Okay. That's very helpful. And then 2 really quick ones. John, this is for you, it's on the costing side. If you could just give us some sense of what kind of cost of goods inflation you're seeing, so taking away shipping, but just looking at the raw cost of goods. And I know you run on a bit of a tighter margin than maybe some of your peers. Just talk a little bit about cost inflation. And then Stephen, I'd like to hear from you one more time on Sonic and Nintendo because I think what you're explaining about your business being a bit more predictable, a little bit less hit driven. Maybe talk a little bit about the TAM of those 2 brands relative to some of your other brand properties. Do you see those stretching up into tweens, teens and adults, and so you get a bit better pricing power among some of those gaming-based brands?

John Kimble

Analyst

Yes. So on the cost inflation side, as you know, like the planning for the business is so far ahead, there's a little bit of a lag effect in terms of kind of factor costs rolling through into what we're seeing given that we have pre-negotiated prices with the vendors. The big place where it's really manifesting itself is obviously the different -- all the different sorts of freight elements. I would say it's the U.S. dollar moving against the Chinese currency. It's probably been as much of a driver of creating cost pressures with the factories more so than resin for us. And then I think as it relates to kind of building upon your other point and building upon what Stephen said, as we did mention, we are looking to take some pricing action in the back half of the year to help mitigate some of these incremental costs. It's not like we can price for all of it, but they are obviously material. We want to make sure we're being kind of transparent about it. As Stephen pointed out, given the scale of the bigger guys, there's really kind of a win for all parties the more they opt to bring the product in earlier in the year and run it through their supply chain.
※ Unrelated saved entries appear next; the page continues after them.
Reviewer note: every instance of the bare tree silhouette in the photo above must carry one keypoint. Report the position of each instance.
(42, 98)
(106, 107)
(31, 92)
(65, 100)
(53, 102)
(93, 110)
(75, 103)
So that's one of the big levers we're looking at to kind of ease up some of the tension that the current environment is creating.

Stephen Berman

Analyst

And then to your second question regarding the video game IP and the toy-related merchandise as well as we have Halloween-related merchandise. Sonic, we launched approximately 3 years ago. And we had one movie that was launched during that period of time, which actually helped jump-start the awareness to it. And in a year that we had no content, we did extremely well in business last year. And having the content come out this year, again, we'll actually enhance the distribution and enhance the growth of this segment, which we see tremendous growth, not only in just the toy products for both kids and the collectors, but also in Halloween as that goes for both kid and adult. At the same time, Nintendo, without any, call it, related content, the switch games that they have has built this brand extensively. We're seeing growth year after year after year. We're getting additional retail distribution both domestically, additional more shelf space and more internationally as well. which has grown both in toy and all related merchandise. So we both have master toy rights on both the Sonic, Sonic movie and Nintendo. And we also have the Halloween rights, which actually expanded and allows us to do a lot of different creative merchandising structures at retail. And also, we have Apex Legends, which is from Electronic Arts, which is a growing game in itself. It's a growing brand at retail. We just launched it a year or so ago, and it's actually picked up at getting additional distribution. And on top of that, we have Halloween, which about 30% plus of the Halloween sales of last year were related IP to video games, such as Halo and Minecraft, Nintendo, Pokemon, just to name a few. So we have a real breadth of video…

Operator

Operator

This concludes today's conference call. Thank you for participating. You may now disconnect.